Functional analysis of aromatic biosynthetic pathways in Pseudomonas putida KT2440.

Pseudomonas putida KT2440 is a non-pathogenic prototrophic bacterium with high potential for biotechnological applications. Despite all that is known about this strain, the biosynthesis of essential chemicals has not been fully analysed and auxotroph mutants are scarce. We carried out massive mini-Tn5 random mutagenesis and screened for auxotrophs that require aromatic amino acids. The biosynthesis of aromatic amino acids was analysed in detail including physical and transcriptional organization of genes, complementation assays and feeding experiments to establish pathway intermediates. There is a single pathway from chorismate leading to the biosynthesis of tryptophan, whereas the biosynthesis of phenylalanine and tyrosine is achieved through multiple convergent pathways. Genes for tryptophan biosynthesis are grouped in unlinked regions with the trpBA and trpGDE genes organized as operons and the trpI, trpE and trpF genes organized as single transcriptional units. The pheA and tyrA gene-encoding multifunctional enzymes for phenylalanine and tyrosine biosynthesis are linked in the chromosome and form an operon with the serC gene involved in serine biosynthesis. The last step in the biosynthesis of these two amino acids requires an amino transferase activity for which multiple tyrB-like genes are present in the host chromosome.

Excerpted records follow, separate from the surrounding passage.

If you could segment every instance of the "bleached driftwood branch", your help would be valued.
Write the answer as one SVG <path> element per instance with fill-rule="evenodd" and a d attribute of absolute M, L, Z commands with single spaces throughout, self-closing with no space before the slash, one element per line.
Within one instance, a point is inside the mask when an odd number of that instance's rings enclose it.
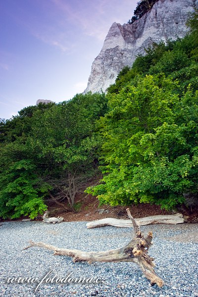
<path fill-rule="evenodd" d="M 60 217 L 59 216 L 57 218 L 44 217 L 43 220 L 43 222 L 44 222 L 44 223 L 52 223 L 53 224 L 55 224 L 56 223 L 62 223 L 62 222 L 63 221 L 64 218 L 63 218 L 62 217 Z"/>
<path fill-rule="evenodd" d="M 127 213 L 132 220 L 134 229 L 134 237 L 125 246 L 120 248 L 105 251 L 85 252 L 78 249 L 61 248 L 42 242 L 30 242 L 30 245 L 23 249 L 32 247 L 39 247 L 53 251 L 53 255 L 68 256 L 73 258 L 74 262 L 87 261 L 89 264 L 92 262 L 133 262 L 138 265 L 146 277 L 150 280 L 151 285 L 156 284 L 159 287 L 164 285 L 163 280 L 155 274 L 153 267 L 155 265 L 153 259 L 150 257 L 148 249 L 151 245 L 152 233 L 149 232 L 145 237 L 140 230 L 139 225 L 131 215 L 129 209 Z"/>
<path fill-rule="evenodd" d="M 153 224 L 181 224 L 184 223 L 184 220 L 181 213 L 170 214 L 166 215 L 153 215 L 152 216 L 146 217 L 140 219 L 135 219 L 140 226 L 150 225 Z M 97 228 L 102 226 L 114 226 L 121 228 L 127 228 L 133 227 L 133 223 L 130 220 L 120 220 L 111 218 L 106 218 L 89 222 L 86 224 L 88 228 Z"/>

Catabolism of phenylalanine by Pseudomonas putida: the NtrC-family PhhR regulator binds to two sites upstream from the phhA gene and stimulates transcription with sigma70.

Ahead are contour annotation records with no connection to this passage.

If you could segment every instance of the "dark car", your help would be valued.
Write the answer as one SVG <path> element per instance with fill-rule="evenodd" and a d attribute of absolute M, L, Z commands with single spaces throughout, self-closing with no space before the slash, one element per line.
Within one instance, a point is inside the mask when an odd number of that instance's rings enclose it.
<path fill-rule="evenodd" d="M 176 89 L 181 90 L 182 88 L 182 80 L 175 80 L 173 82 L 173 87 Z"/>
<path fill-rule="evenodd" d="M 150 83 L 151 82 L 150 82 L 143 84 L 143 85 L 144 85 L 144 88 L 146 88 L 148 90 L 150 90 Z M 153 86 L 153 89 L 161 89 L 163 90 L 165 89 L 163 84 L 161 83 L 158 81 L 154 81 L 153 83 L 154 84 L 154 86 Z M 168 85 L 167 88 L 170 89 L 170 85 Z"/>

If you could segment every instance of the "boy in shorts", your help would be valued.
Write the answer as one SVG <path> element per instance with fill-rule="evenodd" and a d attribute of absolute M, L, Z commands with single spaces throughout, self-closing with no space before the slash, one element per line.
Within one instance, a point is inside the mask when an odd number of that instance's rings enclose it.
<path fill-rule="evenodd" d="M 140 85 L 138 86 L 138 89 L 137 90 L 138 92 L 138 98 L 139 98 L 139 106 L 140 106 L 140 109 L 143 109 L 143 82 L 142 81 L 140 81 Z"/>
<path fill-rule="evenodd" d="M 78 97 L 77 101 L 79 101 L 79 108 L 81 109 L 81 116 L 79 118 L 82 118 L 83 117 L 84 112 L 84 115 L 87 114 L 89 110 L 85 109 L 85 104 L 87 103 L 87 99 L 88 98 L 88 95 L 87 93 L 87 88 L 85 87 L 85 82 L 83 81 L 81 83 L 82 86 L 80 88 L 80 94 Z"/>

Pseudomonas putida uses L-phenylalanine as the sole nitrogen source for growth by converting L-phenylalanine to L-tyrosine, which acts as a donor of the amino group. This metabolic step requires the products of the phhA and phhB genes, which form an operon. Expression of the phhA promoter is mediated by the phhR gene product in the presence of L-phenylalanine or L-tyrosine. The PhhR protein belongs to the NtrC family of enhancers. In contrast with most members of this family of regulators, transcription from the promoter of the phhAB operon (P(phhA)) is mediated by RNA polymerase with sigma(70) rather than with sigma(54). The PhhR regulator binds two similar but non-identical upstream PhhR motifs (5'-TGTAAAATTATCGTTACG-3' and 5'-ACAAAAACTGTGTTTCCG-3') that are located 39 and 97 nucleotides upstream of the proposed -35 hexamer for RNA polymerase, respectively. These motifs are called PhhR proximal and PhhR distal binding motifs because of their position with respect to the RNA polymerase binding site. Affinity of PhhR for its target sequences was determined by isothermal titration calorimetry and was found to be around 30 nM for the proximal site and 2 microM for the distal site, and the binding stoichiometry is of a dimer per binding site. Both target sequences are sine qua non requirements for transcription, since inactivation of either of them resulted in no transcription from the phhA promoter. An IHF binding site overlaps the proximal PhhR proximal motif, which is recognized by IHF with a K(D) of around 1.2 microM. IHF may consequently compete with PhhR for binding and indeed inhibits PhhR-dependent phhAB operon expression.